Photo taken at the book launch event by Juan A. Mayoral, Assistant Professor in Law and Politics at iCourts.

Press release issued: 17 May 2018

A recently published book of essays, edited by Patrick Capps (Professor of International Law, University of Bristol) and Henrik Palmer Olsen (Professor of Jurisprudence at the University of Copenhagen), analyses the development of legal authority in international institutions.

In recent decades, new international courts and other legal bodies have proliferated as international law has broadened beyond the fields of treaty law and diplomatic relations. Legal Authority Beyond the State (Cambridge University Press) considers how cutting-edge approaches to the philosophy of authority allow insight into this development. But, conversely, the contributors to the book also consider how our philosophical models of authority can be thrown into question by this development.

The book includes a chapter by Professor Capps, in which he discusses the evolutionary process by which global forms of administration and regulation develop. He writes that a vital part of this process is the entangling of new administrative forms within existing forms of legal accountability. Entanglement, as a form of what Kant called negative resistance, is a process which has the potential to drive the evolution of global administrative law to higher levels of authority.
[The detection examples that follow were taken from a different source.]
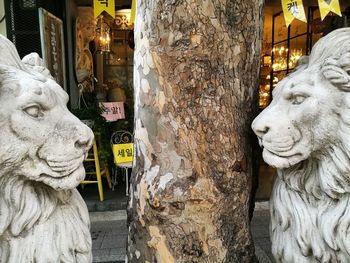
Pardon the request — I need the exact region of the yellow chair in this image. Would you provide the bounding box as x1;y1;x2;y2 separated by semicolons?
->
80;141;112;202
111;131;134;196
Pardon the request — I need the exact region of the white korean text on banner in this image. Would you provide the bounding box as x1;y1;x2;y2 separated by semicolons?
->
100;101;125;122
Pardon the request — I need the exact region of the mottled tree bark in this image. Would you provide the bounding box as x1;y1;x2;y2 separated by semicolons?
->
128;0;263;263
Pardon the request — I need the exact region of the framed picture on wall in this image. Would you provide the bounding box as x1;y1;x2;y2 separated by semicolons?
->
39;8;67;90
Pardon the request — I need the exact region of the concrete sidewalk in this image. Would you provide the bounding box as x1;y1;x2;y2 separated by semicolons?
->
90;202;273;263
90;210;128;263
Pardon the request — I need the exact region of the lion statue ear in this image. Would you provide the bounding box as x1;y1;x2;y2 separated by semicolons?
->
321;50;350;91
0;34;28;71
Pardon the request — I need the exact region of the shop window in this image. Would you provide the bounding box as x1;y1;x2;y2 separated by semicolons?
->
259;6;349;109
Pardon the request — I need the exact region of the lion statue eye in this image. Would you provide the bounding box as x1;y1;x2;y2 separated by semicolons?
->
291;95;307;105
23;105;43;118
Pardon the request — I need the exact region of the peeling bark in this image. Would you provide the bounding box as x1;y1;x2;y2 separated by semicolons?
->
128;0;263;263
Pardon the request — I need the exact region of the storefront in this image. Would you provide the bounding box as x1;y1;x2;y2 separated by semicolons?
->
0;0;350;203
A book launch event was held on 4 May 2018 at the Danish National Research Foundation’s Centre of Excellence for International Courts (iCourts) to celebrate the publication of this book. The launch included a presentation of the book by the authors, comments from Professor Astrid Kjeldgaard Petersen and Professor Mikael Rask Madsen, from the University of Copenhagen, and an open debate chaired by Professor Achilles Skordas, from the University of Bristol.

To find out more please visit the Cambridge University Press website.

Further information

Patrick Capps is Professor of International Law at the University of Bristol Law School. He teaches in the areas of Public International Law and the Philosophy of Law and has held visiting positions at the University of Melbourne, the University of Cambridge and the University of Copenhagen.